For instance, some courts continue to consider human intervention in the process of compiling dialer lists as sufficient to remove equipment from statutory coverage. See:

  • Gaza v. Auto Glass America, LLC, Case No. 8:17-cv-01811, Doc. No. 42 (M.D. Fl. Nov. 2, 2019)( creation of a dialer list by virtue of manual review of invoices and other documents to create an excel spreadsheet of phone numbers and contact info sufficient human intervention to defeat inference of ATDS usage)
  • Ramos v. Hopele of Fort Lauderdale, No. 17-62100-CIV-MORE, 2018 U.S. Dist. LEXIS 139947 (S.D. Fla. Aug. 16, 2018)(human intervention of physically inputting numbers, drafting messages, selecting recipients, choosing date and time to send the message, and manually hitting a “send” button sufficient)

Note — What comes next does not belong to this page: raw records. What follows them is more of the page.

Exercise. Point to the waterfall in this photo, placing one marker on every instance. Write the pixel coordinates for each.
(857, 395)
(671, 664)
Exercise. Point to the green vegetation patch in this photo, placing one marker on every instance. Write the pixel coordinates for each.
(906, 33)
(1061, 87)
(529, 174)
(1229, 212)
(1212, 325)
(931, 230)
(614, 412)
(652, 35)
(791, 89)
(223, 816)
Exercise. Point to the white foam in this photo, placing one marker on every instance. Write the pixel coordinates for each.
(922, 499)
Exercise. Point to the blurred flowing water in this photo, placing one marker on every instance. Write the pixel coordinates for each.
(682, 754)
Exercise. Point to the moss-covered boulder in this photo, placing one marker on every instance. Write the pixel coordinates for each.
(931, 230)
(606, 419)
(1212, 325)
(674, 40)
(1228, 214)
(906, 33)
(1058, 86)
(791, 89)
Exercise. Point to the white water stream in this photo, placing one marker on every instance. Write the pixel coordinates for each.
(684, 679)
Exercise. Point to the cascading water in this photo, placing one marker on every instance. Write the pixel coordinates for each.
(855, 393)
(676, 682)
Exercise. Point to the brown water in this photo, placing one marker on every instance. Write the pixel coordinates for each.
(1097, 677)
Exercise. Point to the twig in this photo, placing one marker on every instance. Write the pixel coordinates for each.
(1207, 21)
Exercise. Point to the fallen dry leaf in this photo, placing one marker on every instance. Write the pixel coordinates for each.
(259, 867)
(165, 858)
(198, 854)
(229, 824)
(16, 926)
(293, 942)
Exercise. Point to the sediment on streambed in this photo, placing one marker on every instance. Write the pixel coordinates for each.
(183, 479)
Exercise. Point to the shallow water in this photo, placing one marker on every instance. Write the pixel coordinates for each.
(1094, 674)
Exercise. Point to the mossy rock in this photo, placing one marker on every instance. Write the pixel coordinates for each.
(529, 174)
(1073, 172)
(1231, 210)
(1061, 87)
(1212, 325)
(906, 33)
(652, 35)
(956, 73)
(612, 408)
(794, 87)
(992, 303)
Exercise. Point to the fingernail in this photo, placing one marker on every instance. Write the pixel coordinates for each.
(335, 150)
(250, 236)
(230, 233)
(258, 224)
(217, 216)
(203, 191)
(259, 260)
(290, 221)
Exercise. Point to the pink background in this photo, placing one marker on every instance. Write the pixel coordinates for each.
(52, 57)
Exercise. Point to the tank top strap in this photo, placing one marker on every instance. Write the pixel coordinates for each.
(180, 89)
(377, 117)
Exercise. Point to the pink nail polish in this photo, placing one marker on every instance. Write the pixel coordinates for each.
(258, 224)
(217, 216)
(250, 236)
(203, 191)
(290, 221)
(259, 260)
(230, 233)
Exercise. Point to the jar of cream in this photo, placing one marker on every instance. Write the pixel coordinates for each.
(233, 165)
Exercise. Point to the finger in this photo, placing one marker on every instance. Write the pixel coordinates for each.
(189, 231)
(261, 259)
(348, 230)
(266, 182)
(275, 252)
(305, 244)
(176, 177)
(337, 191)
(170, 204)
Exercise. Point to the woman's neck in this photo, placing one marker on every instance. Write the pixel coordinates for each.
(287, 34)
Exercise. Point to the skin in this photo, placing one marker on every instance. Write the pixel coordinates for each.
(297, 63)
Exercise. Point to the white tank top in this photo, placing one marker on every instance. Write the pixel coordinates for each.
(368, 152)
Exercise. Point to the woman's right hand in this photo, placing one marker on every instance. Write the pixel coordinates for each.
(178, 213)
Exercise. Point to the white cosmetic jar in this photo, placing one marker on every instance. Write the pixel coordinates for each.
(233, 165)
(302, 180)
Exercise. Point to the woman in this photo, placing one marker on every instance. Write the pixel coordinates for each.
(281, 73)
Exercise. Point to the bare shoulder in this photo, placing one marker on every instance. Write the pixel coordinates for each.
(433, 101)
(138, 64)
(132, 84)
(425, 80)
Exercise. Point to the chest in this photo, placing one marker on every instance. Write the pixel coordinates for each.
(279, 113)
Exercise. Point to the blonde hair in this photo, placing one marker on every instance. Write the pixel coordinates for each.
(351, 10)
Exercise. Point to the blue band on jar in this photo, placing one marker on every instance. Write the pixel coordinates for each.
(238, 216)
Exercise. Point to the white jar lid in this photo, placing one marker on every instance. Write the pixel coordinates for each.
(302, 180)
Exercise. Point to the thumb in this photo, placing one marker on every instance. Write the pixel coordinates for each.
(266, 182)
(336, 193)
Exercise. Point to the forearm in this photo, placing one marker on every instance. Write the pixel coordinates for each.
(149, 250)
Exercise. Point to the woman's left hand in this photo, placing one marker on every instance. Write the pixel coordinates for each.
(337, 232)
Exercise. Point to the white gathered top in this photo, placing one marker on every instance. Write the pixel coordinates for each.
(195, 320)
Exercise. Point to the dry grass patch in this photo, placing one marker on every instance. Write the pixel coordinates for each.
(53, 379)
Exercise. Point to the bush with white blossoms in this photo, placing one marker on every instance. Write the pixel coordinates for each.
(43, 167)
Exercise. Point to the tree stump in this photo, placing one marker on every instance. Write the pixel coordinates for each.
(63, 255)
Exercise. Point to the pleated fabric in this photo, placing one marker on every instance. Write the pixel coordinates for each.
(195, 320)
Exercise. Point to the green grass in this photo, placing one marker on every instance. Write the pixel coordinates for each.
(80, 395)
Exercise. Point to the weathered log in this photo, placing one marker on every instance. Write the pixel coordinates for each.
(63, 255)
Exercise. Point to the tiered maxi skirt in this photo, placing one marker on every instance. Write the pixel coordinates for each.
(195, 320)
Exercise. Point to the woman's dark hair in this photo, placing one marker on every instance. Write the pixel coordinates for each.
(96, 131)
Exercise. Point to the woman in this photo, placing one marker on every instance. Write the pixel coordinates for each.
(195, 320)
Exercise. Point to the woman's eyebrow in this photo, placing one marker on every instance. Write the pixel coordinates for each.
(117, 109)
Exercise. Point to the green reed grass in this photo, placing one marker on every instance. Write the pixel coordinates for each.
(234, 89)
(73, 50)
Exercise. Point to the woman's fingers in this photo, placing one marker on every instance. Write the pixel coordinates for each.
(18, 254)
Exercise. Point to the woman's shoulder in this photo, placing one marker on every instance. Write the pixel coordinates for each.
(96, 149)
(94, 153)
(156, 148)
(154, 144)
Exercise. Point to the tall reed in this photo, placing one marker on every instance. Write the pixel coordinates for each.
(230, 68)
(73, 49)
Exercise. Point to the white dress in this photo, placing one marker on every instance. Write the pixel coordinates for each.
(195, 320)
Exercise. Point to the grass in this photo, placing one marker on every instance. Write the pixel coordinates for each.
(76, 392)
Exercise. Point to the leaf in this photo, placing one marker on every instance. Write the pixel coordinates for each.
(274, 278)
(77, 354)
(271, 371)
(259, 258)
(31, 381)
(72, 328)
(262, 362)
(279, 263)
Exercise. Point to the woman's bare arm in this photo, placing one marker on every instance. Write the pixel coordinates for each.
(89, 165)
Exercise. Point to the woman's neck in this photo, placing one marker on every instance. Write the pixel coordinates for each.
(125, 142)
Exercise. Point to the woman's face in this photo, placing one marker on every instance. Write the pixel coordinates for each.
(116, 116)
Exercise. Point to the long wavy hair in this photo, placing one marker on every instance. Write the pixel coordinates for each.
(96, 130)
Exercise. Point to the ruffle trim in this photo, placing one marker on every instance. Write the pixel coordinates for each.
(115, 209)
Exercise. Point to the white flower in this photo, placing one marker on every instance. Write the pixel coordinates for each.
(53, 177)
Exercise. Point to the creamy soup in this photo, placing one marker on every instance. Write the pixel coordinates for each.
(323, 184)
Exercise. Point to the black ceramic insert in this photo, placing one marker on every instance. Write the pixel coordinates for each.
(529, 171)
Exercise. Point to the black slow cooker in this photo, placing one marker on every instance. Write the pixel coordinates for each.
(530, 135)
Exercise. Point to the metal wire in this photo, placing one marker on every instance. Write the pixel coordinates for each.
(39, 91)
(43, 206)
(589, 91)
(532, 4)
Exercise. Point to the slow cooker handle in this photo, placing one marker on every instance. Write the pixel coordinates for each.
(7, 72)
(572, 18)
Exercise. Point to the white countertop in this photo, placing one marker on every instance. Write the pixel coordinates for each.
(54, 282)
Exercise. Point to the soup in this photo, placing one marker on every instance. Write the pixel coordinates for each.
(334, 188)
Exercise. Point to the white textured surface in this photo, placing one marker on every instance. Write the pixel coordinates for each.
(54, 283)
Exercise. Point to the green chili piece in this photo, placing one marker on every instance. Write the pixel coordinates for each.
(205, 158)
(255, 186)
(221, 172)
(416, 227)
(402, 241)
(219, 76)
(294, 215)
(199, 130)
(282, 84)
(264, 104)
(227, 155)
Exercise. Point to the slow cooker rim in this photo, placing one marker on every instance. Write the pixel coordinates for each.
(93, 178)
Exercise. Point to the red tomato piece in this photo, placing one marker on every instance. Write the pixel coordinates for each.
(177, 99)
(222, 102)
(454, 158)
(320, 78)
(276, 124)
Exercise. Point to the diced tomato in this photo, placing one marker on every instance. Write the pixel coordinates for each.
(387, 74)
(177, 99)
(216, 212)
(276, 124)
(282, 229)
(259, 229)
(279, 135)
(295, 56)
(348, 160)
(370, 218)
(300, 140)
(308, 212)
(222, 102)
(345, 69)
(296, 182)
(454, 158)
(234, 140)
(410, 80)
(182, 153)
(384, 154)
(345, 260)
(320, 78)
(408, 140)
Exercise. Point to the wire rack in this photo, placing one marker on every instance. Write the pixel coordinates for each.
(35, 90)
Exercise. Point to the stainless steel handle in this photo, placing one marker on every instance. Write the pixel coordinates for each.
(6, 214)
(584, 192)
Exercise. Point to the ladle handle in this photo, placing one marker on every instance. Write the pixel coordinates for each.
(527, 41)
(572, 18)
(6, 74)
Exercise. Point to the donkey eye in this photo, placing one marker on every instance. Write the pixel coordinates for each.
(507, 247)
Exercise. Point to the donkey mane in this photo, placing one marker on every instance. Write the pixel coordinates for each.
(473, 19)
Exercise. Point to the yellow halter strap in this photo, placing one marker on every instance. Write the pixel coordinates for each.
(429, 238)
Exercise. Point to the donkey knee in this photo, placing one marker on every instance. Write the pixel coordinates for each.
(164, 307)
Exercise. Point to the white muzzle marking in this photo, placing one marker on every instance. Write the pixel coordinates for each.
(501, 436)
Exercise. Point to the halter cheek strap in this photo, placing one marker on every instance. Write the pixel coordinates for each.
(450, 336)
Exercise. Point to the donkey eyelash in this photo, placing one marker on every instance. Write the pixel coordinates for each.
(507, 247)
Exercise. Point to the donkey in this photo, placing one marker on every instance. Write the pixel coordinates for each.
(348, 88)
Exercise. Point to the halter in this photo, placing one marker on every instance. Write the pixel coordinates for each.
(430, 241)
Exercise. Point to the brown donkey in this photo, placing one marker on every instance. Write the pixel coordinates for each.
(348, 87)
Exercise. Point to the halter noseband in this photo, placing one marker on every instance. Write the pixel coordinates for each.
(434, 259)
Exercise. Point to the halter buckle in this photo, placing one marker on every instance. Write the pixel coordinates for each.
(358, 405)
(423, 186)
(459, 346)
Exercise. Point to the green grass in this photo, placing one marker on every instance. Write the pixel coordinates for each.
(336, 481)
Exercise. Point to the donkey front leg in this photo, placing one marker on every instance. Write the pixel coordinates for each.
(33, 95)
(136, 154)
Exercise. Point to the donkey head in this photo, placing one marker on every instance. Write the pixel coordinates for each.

Not all cases agree, however, and numerous decisions have rejected human intervention as insufficient if it is not employed at the time numbers are dialed.

At least one court has squarely held that the required “human intervention” looks to whether or not the “timing” of the message is selected by a computer or a human being. See Duran v LaBoom Disco, Case No. 17-cv-7331, 2019 U.S. Dist. LEXIS 30012 (E.D.N.Y.).

Whatever else may be sufficient, courts continue to consider “click to dial” systems outside the purview of statutory coverage—perhaps even applying Marks. See:

  • Hatuey v. IC Sys., No. 1:16-cv-12542-DPW, 2018 U.S. Dist. LEXIS 193713 (D. Mass. Nov. 14, 2018)(granting MSJ on ATDS use because – even under the broadest reading of the definition of ATDS – click to dial was not an ATDS.)
  • Maddox v. CBE Grp., Inc., No.: 1:17-cv-1909-SCJ, 2018 WL 2327037 (N.D. Ga. May 22, 2018)(click to dial meets “human intervention test”);
  • Glasser v. Hilton Grand Vacations Co., No. 8:16-cv-952-JDW-AAS, 2018 U.S. Dist. LEXIS 162867 (M.D. Fla. Sep. 24, 2018) (click to dial meets “human intervention” test).